Marco Rubio had already weighed in negatively about Exxon Mobile CEO Rex Tillerson being floated as Donald Trump‘s possible choice for Secretary of State, so it shouldn’t be a surprise that now that it’s official, Rubio is still expressing his doubts.
“While Rex Tillerson is a respected businessman, I have serious concerns about his nomination,” Rubio said in a statement released Tuesday morning.
Other than John McCain, no other Republican has been so outspoken as Rubio in questioning the validity of the Tillerson nomination. Both men have been critical regarding Tillerson’s ties to Russian President Vladimir Putin.
Tillerson negotiated an energy partnership with Putin in 2011 that the Russian president said would be worth as much as $500 billion. The next year, the Exxon Mobile CEO received the Russian Order of Friendship from the Kremlin, one of the highest honors that Russia bestows on foreigners.
“The next secretary of state must be someone who views the world with moral clarity, is free of potential conflicts of interest, has a clear sense of America’s interests, and will be a forceful advocate for America’s foreign policy goals to the president, within the administration, and on the world stage,” continued Rubio in his statement. “I look forward to learning more about his record and his views. I will do my part to ensure he receives a full and fair but also thorough hearing before the Senate Foreign Relations Committee.”

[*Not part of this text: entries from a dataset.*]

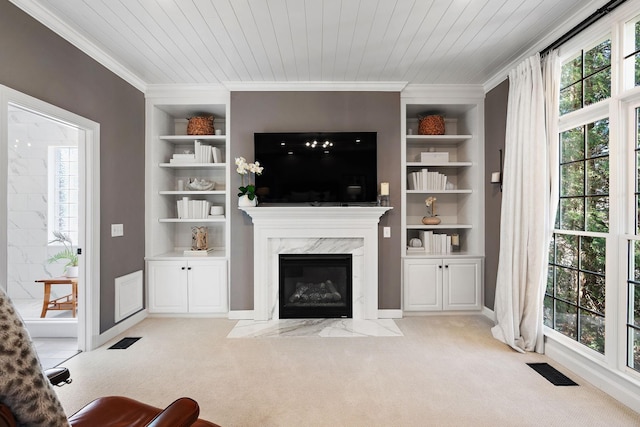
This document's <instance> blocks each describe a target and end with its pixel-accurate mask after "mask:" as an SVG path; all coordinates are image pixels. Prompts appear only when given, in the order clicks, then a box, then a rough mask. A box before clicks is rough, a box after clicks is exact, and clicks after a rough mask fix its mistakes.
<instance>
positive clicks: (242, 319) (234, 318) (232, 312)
mask: <svg viewBox="0 0 640 427" xmlns="http://www.w3.org/2000/svg"><path fill="white" fill-rule="evenodd" d="M228 317H229V319H231V320H253V319H254V314H253V310H229V316H228Z"/></svg>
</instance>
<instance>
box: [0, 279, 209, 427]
mask: <svg viewBox="0 0 640 427" xmlns="http://www.w3.org/2000/svg"><path fill="white" fill-rule="evenodd" d="M0 377H2V379H0V427H16V426H17V425H18V421H16V420H22V421H20V423H21V424H20V425H29V426H31V425H38V426H46V427H59V425H61V424H62V425H63V424H65V422H64V419H65V418H67V416H66V415H65V414H64V411H63V408H62V405H61V404H60V401H59V399H58V397H57V395H56V394H55V392H54V390H53V388H52V387H53V385H59V384H69V383H70V382H71V380H70V379H69V371H68V370H67V369H64V368H62V369H53V370H51V371H50V372H47V373H46V375H45V373H44V372H43V371H42V368H41V367H40V362H39V360H38V356H37V354H36V352H35V350H34V348H33V344H32V343H31V340H30V338H29V334H28V332H27V330H26V328H25V326H24V323H23V322H22V319H21V318H20V316H19V315H18V313H17V312H16V311H15V307H14V306H13V303H12V302H11V300H10V299H9V298H8V297H7V296H6V295H5V294H4V291H3V290H2V288H0ZM199 414H200V408H199V406H198V404H197V403H196V401H194V400H192V399H190V398H188V397H182V398H180V399H178V400H176V401H174V402H173V403H172V404H170V405H169V406H167V407H166V408H165V409H160V408H156V407H153V406H150V405H147V404H145V403H142V402H139V401H137V400H133V399H130V398H127V397H121V396H109V397H101V398H98V399H96V400H94V401H93V402H90V403H89V404H88V405H86V406H85V407H84V408H82V409H80V410H79V411H78V412H76V413H75V414H73V415H72V416H70V417H68V419H67V421H68V423H69V424H70V425H71V426H72V427H101V426H109V427H137V426H153V427H163V426H166V427H182V426H184V427H186V426H196V427H205V426H209V427H211V426H214V427H215V426H217V424H213V423H210V422H208V421H203V420H200V419H198V415H199ZM27 418H29V419H33V421H26V420H25V419H27ZM36 420H37V421H36ZM53 420H55V421H53ZM218 427H219V426H218Z"/></svg>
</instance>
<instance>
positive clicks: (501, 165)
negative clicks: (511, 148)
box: [491, 149, 502, 192]
mask: <svg viewBox="0 0 640 427" xmlns="http://www.w3.org/2000/svg"><path fill="white" fill-rule="evenodd" d="M499 151H500V172H491V183H492V184H500V192H502V149H500V150H499Z"/></svg>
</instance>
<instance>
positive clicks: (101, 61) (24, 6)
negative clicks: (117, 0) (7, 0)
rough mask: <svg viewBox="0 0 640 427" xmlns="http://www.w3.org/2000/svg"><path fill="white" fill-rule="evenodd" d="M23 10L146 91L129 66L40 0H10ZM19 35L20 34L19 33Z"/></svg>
mask: <svg viewBox="0 0 640 427" xmlns="http://www.w3.org/2000/svg"><path fill="white" fill-rule="evenodd" d="M9 1H10V2H11V3H13V4H14V5H15V6H16V7H18V8H20V9H21V10H22V11H23V12H25V13H26V14H28V15H29V16H31V17H32V18H34V19H35V20H37V21H38V22H40V23H41V24H42V25H44V26H45V27H47V28H49V29H50V30H51V31H53V32H54V33H56V34H57V35H58V36H60V37H62V38H63V39H65V40H66V41H68V42H69V43H71V44H72V45H73V46H75V47H76V48H78V49H79V50H80V51H82V52H84V53H85V54H87V55H88V56H89V57H91V58H92V59H94V60H95V61H96V62H98V63H99V64H101V65H103V66H104V67H106V68H107V69H108V70H109V71H111V72H112V73H114V74H115V75H117V76H118V77H120V78H121V79H123V80H124V81H126V82H127V83H129V84H130V85H131V86H133V87H135V88H136V89H138V90H139V91H141V92H145V91H146V88H147V84H146V83H145V82H144V80H142V79H141V78H140V77H138V76H137V75H136V74H134V73H132V72H131V71H130V70H129V69H128V68H127V67H125V66H123V65H122V64H121V63H119V62H118V61H116V60H115V59H113V58H112V57H111V56H110V55H107V54H106V53H105V52H104V51H103V50H102V49H100V48H99V47H98V46H97V45H96V44H94V43H93V42H91V41H90V40H89V39H87V38H86V37H84V36H83V35H82V34H80V33H79V32H77V31H76V30H74V29H73V28H71V27H70V26H69V25H67V24H66V23H64V22H63V21H62V20H60V19H59V18H58V17H57V16H56V15H55V14H54V13H53V12H51V11H50V10H48V9H47V8H45V7H44V6H43V5H42V4H41V3H40V2H36V1H33V0H9ZM18 36H19V35H18Z"/></svg>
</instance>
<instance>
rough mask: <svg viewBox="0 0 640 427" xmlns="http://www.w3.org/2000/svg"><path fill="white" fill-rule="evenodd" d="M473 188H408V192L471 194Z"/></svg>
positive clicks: (434, 193)
mask: <svg viewBox="0 0 640 427" xmlns="http://www.w3.org/2000/svg"><path fill="white" fill-rule="evenodd" d="M471 193H473V190H471V189H463V190H407V194H471Z"/></svg>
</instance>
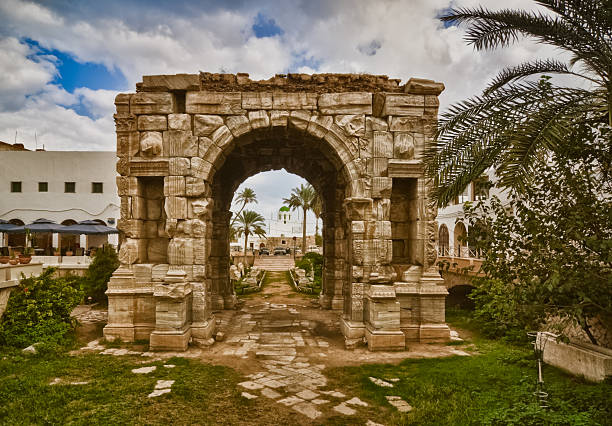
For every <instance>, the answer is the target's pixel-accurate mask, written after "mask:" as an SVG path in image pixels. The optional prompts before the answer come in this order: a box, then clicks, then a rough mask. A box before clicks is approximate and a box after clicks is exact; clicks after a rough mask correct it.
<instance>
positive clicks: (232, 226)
mask: <svg viewBox="0 0 612 426" xmlns="http://www.w3.org/2000/svg"><path fill="white" fill-rule="evenodd" d="M251 203H255V204H257V195H256V194H255V191H253V190H252V189H251V188H244V189H243V190H242V191H241V192H238V193H237V194H236V197H235V198H234V204H242V205H241V206H240V209H238V212H237V213H236V214H235V215H234V217H233V218H232V222H231V223H230V228H232V227H233V225H234V224H235V223H236V220H237V218H238V216H239V215H240V213H241V212H242V210H243V209H244V207H245V206H246V205H247V204H251Z"/></svg>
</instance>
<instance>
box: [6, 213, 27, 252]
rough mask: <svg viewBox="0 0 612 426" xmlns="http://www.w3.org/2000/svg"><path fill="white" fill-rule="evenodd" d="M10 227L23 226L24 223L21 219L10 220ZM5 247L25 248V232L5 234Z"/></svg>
mask: <svg viewBox="0 0 612 426" xmlns="http://www.w3.org/2000/svg"><path fill="white" fill-rule="evenodd" d="M9 223H10V224H11V225H17V226H23V225H25V223H23V221H22V220H21V219H10V220H9ZM7 235H8V238H7V245H8V246H9V247H25V232H19V233H14V234H7Z"/></svg>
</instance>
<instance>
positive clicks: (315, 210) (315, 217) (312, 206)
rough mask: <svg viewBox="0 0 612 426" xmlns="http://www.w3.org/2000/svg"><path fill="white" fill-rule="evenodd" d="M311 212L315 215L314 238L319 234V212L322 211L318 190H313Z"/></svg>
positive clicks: (321, 205) (320, 202)
mask: <svg viewBox="0 0 612 426" xmlns="http://www.w3.org/2000/svg"><path fill="white" fill-rule="evenodd" d="M311 209H312V212H313V213H314V215H315V238H316V236H317V235H319V219H320V218H321V213H323V200H322V199H321V196H320V195H319V193H318V192H315V198H314V200H313V202H312V207H311Z"/></svg>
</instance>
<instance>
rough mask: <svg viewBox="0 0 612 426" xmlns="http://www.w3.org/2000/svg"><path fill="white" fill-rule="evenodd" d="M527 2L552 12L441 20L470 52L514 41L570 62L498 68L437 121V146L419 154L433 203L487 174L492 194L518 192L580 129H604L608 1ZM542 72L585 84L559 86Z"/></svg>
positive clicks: (484, 12)
mask: <svg viewBox="0 0 612 426" xmlns="http://www.w3.org/2000/svg"><path fill="white" fill-rule="evenodd" d="M536 3H537V4H539V5H541V6H544V7H545V8H547V9H548V10H549V11H551V12H553V15H548V14H543V13H535V12H527V11H523V10H509V9H504V10H500V11H490V10H488V9H485V8H482V7H481V8H477V9H452V10H451V11H450V12H449V13H448V14H447V15H446V16H443V17H442V18H441V20H442V21H444V22H450V23H457V24H462V23H466V24H467V25H468V28H467V32H466V37H465V39H466V41H467V42H468V44H471V45H473V46H474V47H475V48H476V49H477V50H489V49H494V48H497V47H506V46H508V45H510V44H511V43H515V42H517V41H518V40H519V39H520V38H521V36H523V37H526V38H531V39H534V40H536V41H538V42H540V43H544V44H548V45H551V46H554V47H556V48H558V49H559V50H561V51H565V52H568V53H569V54H570V55H571V59H570V61H569V64H565V63H563V62H561V61H559V60H557V59H536V60H534V61H530V62H525V63H523V64H520V65H517V66H514V67H509V68H505V69H503V70H501V72H500V73H499V74H498V75H497V77H495V78H494V79H493V81H492V82H491V83H490V84H489V86H488V87H487V88H486V89H485V90H484V92H483V93H482V94H481V95H480V96H475V97H473V98H470V99H467V100H465V101H462V102H459V103H457V104H455V105H453V106H451V107H450V109H449V110H448V112H446V113H444V114H442V116H441V119H440V122H439V127H438V131H437V133H436V141H435V142H434V143H433V144H432V145H430V146H429V147H428V149H426V152H425V163H426V170H427V174H428V175H429V176H430V177H431V178H433V180H434V183H435V185H436V188H437V189H436V191H435V193H434V197H435V198H436V199H437V201H438V204H439V205H440V206H443V205H446V204H447V203H448V202H449V201H451V200H452V199H453V198H454V197H455V196H457V195H459V194H460V193H461V192H462V191H463V189H464V188H465V187H466V186H467V185H468V184H469V183H470V182H471V181H473V180H474V179H476V178H478V177H479V176H480V175H481V174H482V173H483V172H484V171H485V170H487V169H488V168H490V167H494V168H495V173H496V175H497V176H498V177H499V179H500V180H499V185H500V186H501V187H505V188H510V189H511V190H512V191H513V192H514V193H517V194H522V193H524V192H525V188H527V187H528V186H529V184H530V176H532V172H533V171H534V170H535V169H537V167H538V164H541V162H542V161H546V158H547V157H548V155H549V154H550V153H551V152H554V151H556V150H559V149H563V148H564V145H565V146H567V144H569V143H570V142H569V141H571V140H572V137H571V136H572V133H573V132H574V129H575V128H576V127H579V126H578V125H579V124H587V125H589V126H591V127H594V128H600V126H612V110H611V108H610V104H611V103H612V82H611V81H610V78H611V74H612V25H611V22H612V1H611V0H591V1H585V0H536ZM546 74H560V75H566V76H570V77H571V78H572V79H573V81H575V82H577V83H582V82H584V84H576V85H574V86H573V87H562V86H559V85H555V84H553V83H552V82H551V81H550V77H548V76H546ZM528 77H532V79H531V80H525V79H526V78H528ZM533 77H536V78H537V77H539V81H537V80H534V79H533ZM580 80H581V81H580ZM581 85H582V86H589V87H590V88H589V89H584V88H582V87H580V86H581Z"/></svg>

Rubio has also been out front in taking seriously the questions of Russia’s involvement in the just concluded presidential election. Over the weekend, the Washington Post reported that the CIA‘s private conclusion that Russia’s activities were intended to tip the scales to help Trump. Senators from both sides the aisle says there will be a congressional investigation into that matter, but Rubio has been saying for months that he has concerns about possible Russian involvement.
While campaigning for re-election to the U.S. Senate in October, Rubio said, “We don’t want to be in a country where foreign governments are able to blackmail our officials or interfere with our politics.”

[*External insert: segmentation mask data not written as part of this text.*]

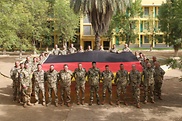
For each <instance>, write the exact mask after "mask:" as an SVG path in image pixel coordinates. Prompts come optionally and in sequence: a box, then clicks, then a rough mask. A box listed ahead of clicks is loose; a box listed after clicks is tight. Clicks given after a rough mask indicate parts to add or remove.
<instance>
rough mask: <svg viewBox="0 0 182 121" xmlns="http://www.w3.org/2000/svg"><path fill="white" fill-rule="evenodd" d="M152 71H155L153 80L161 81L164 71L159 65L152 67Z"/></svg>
mask: <svg viewBox="0 0 182 121" xmlns="http://www.w3.org/2000/svg"><path fill="white" fill-rule="evenodd" d="M154 71H155V74H154V80H155V81H158V82H162V80H163V76H164V74H165V71H164V70H163V69H162V68H161V67H159V68H154Z"/></svg>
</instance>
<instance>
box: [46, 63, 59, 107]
mask: <svg viewBox="0 0 182 121" xmlns="http://www.w3.org/2000/svg"><path fill="white" fill-rule="evenodd" d="M46 83H47V85H48V96H49V103H47V106H48V105H50V104H51V102H52V96H53V95H52V93H53V92H54V95H55V106H56V107H57V106H58V96H57V84H58V72H57V71H56V70H55V69H54V65H50V69H49V70H48V71H47V72H46Z"/></svg>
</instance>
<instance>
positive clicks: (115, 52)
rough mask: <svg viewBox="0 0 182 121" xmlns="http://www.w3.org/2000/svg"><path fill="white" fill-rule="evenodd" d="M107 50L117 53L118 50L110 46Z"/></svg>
mask: <svg viewBox="0 0 182 121" xmlns="http://www.w3.org/2000/svg"><path fill="white" fill-rule="evenodd" d="M109 51H110V52H112V53H117V52H118V50H117V49H116V48H111V49H110V50H109Z"/></svg>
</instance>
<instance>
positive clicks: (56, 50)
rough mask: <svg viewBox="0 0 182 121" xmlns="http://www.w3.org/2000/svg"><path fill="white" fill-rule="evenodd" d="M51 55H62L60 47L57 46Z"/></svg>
mask: <svg viewBox="0 0 182 121" xmlns="http://www.w3.org/2000/svg"><path fill="white" fill-rule="evenodd" d="M51 54H52V55H59V54H60V49H59V48H58V45H55V47H54V48H53V49H52V52H51Z"/></svg>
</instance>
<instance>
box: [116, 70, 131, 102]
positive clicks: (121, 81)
mask: <svg viewBox="0 0 182 121" xmlns="http://www.w3.org/2000/svg"><path fill="white" fill-rule="evenodd" d="M114 82H115V83H116V85H117V101H120V95H121V90H122V93H123V95H124V98H123V99H124V101H126V86H127V85H128V72H127V71H126V70H119V71H118V72H117V73H116V77H115V80H114Z"/></svg>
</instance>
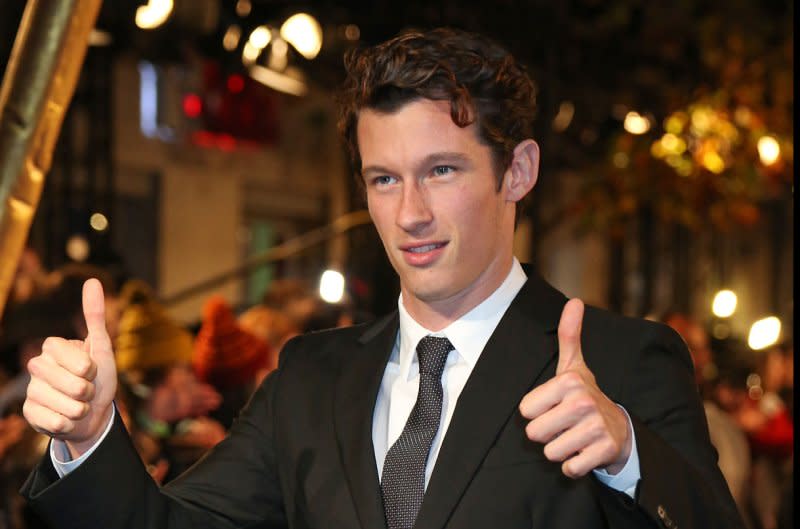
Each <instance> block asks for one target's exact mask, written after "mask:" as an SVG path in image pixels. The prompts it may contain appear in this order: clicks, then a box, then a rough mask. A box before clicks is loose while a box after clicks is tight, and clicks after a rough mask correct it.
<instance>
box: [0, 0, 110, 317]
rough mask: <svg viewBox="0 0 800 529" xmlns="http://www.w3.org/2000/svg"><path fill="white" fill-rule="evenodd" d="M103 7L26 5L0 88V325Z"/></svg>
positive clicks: (48, 1) (29, 0) (97, 4)
mask: <svg viewBox="0 0 800 529" xmlns="http://www.w3.org/2000/svg"><path fill="white" fill-rule="evenodd" d="M101 5H102V0H28V3H27V5H26V6H25V12H24V13H23V15H22V20H21V22H20V26H19V30H18V31H17V37H16V40H15V41H14V48H13V49H12V51H11V58H10V60H9V63H8V66H7V67H6V73H5V76H4V78H3V84H2V86H0V317H2V314H3V309H4V307H5V304H6V300H7V299H8V294H9V292H10V290H11V284H12V282H13V280H14V275H15V273H16V269H17V262H18V260H19V257H20V255H21V254H22V251H23V249H24V247H25V241H26V240H27V238H28V232H29V230H30V227H31V223H32V222H33V216H34V214H35V213H36V207H37V205H38V203H39V197H40V196H41V193H42V188H43V187H44V179H45V175H46V174H47V171H48V170H49V169H50V164H51V163H52V154H53V148H54V146H55V142H56V140H57V139H58V134H59V131H60V130H61V124H62V122H63V120H64V114H65V112H66V110H67V107H68V106H69V102H70V100H71V99H72V95H73V93H74V92H75V86H76V84H77V82H78V78H79V76H80V71H81V65H82V64H83V60H84V58H85V56H86V49H87V47H88V45H89V34H90V33H91V31H92V28H93V27H94V25H95V22H96V21H97V15H98V13H99V12H100V6H101Z"/></svg>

Not too many other Republicans were saying that two months ago, when the WikiLeaks dumps of emails from the Democratic National Committee and Hillary Clinton campaign chairman John Podesta were hurting the Democratic presidential nominee.
“Do we really want to live in a country where foreign intelligence agents can blackmail our public officials if they threaten that if we don’t do what they want, they’re going to release your daughter’s emails, or your son’s emails, or your wife’s emails?” Rubio said. “Today it’s [Democrats]. Tomorrow it could be us. Or everyone for that matter.”
“This is what Vladimir Putin does to the former Soviet republics: he blackmails leaders and interferes with their elections,” Rubio added. “This is not a Republican or Democratic issue. This is an American issue.”
Undoubtedly, there should be plenty of tough questions coming from the Florida senator when Tillerson comes before the Senate Foreign Relations Committee next month.